Perché sur les hauteurs de Vauban, un appartement lumineux est devenu le cadre du projet Objets Inanimés de Julie Pailhas, ex styliste pour la presse. Plus qu’une galerie, c’est un espace intime où chaque objet raconte une histoire, mêlant héritage, design et création contemporaine. Un lieu vivant, où la création prend vie et se partage.
Ce bel appartement aux murs immaculés et au parquet massif perché sur les hauteurs de Vauban avait un parfum de pied-à-terre idéal. Comme la promesse pour Julie Pailhas, styliste rompue aux plus beaux éditos des grands magazines de mode parisiens, d’un retour aux sources, dans la lumière de Marseille, sa ville natale. L’année 2020, non contente de bouleverser le monde, la pousse à réfléchir et l’espace vide de son appartement lui offre alors le cadre idéal à l’introspection. Déjà, à la faveur de collaborations avec le magazine Milk, elle se sent plus proche des beaux objets à scénographier que de la mode qui, depuis sa rencontre avec Olivier Saillard au musée de la Mode à Marseille, est son quotidien professionnel. L’heure est sans doute à la quête de sens et assoiffée d’humanité. Très vite, d’un saut en avant qui la replace dans la trajectoire familiale d’un grand-père fondateur de l’école d’architecture de Luminy et d’un père galeriste, deus ex machina de l’art contemporain dans le Sud, Julie repense le pied-à-terre en territoire intime où réunir mobilier et objets d’art, classiques historiques et créations contemporaines, comme autant de scènes d’intérieur éphémères, offertes au regard des visiteurs et collectionneurs qui ont la bonne idée de frapper à sa porte. L’idée d’une galerie-appartement n’est pas nouvelle mais elle prend ici une dimension sensible que Julie incarne et revendique dans son projet qu’elle signe de l’antiphrase Objets inanimés.

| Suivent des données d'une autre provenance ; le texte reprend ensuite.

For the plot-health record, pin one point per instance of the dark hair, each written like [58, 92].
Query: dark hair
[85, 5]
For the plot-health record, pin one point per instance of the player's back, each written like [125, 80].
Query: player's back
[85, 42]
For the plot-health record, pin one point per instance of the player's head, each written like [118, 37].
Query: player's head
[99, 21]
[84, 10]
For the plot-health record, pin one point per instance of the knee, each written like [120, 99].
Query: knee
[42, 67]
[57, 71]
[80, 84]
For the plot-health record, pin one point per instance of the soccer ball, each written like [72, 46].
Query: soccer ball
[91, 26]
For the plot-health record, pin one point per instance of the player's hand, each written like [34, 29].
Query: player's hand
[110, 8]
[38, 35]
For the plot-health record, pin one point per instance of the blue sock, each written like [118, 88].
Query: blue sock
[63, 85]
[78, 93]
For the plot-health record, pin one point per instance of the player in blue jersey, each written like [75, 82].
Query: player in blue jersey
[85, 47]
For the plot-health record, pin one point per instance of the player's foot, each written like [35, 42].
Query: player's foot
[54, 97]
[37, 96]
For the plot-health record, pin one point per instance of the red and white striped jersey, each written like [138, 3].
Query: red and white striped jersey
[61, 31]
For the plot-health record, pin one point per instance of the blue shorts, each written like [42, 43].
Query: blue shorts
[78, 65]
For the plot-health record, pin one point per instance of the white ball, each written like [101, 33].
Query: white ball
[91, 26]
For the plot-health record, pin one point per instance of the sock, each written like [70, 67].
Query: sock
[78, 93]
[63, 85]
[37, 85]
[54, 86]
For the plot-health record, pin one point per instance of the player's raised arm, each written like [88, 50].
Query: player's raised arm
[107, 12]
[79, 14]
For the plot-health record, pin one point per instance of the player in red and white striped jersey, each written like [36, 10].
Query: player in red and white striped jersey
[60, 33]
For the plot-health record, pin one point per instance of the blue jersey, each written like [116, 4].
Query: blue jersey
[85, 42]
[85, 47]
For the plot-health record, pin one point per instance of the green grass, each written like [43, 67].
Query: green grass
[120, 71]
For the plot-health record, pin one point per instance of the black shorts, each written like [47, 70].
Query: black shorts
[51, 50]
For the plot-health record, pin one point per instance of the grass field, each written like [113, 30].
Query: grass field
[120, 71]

À la question implicite du poète, Julie répond avec la ferveur que lui procure la fréquentation des beaux objets. Qu’elle soit signée d’un grand nom ou produite de la main d’un·e jeune artiste ou designer, chaque pièce raconte une histoire, suggère un univers, transmet une émotion palpable qui enrichit le quotidien et augmente la réalité. Loin de la froideur sans âme de produits standardisés. Doublant son œil très sûr d’un engagement sincère pour la création, Julie a déjà fait de sa maison une vitrine de choix pour Olivia Cognet, céramiste au succès éblouissant, venue comme elle de la mode, le designer Axel Chay qui, lui aussi, connaît une ascension éclair, ou encore la plasticienne Corinne Marchetti, dont la carrière fut lancée par Roger, le père de Julie, et qui illustre une valeur chère à la galeriste : au-delà de l’amitié, la fidélité. En témoigne sa nouvelle collaboration avec l’artiste Yasmin Bawa, avec laquelle elle entretient un dialogue depuis les premiers jours de sa galerie. Récemment installée dans une ancienne usine de fils à soie en Ardèche, l’artiste a été à ce point frappée par la force du décor naturel environnant qu’elle s’est consacrée à une série de sculptures à base de chanvre sculpté à la main et recouvert de couches successives de plâtre de chaux jusqu’à l’ultime finition en tadelakt dont les nuances changeantes induites par les pigments naturels évoquent toutes les subtilités du monde minéral. Des pièces éloquentes sur notre relation à la nature, la durabilité et le vivant sans cesse renouvelé. Désormais à découvrir dans leur nouvel élément, l’appartement-galerie de Julie.
En parcourant le compte Instagram d’Objets inanimés, on ne peut qu’admirer la cohérence et l’harmonie qui émanent des scènes que compose Julie à partir de pièces exceptionnelles pourtant d’époque et d’origines différentes, mariées par le talent évident de la jeune femme et qu’elle prête à l’occasion pour des projets et commanditaires extérieurs (qu’on se le dise).
Oui, il faut se hâter d’oser, franchir le pas, prendre rendez-vous avec Julie et aller la visiter, en toute simplicité, pour discuter de la beauté du monde et se plonger sans réserve, le temps d’un café, dans un univers rêvé où les objets bien animés s’avèrent les prolongements naturels de nos émotions.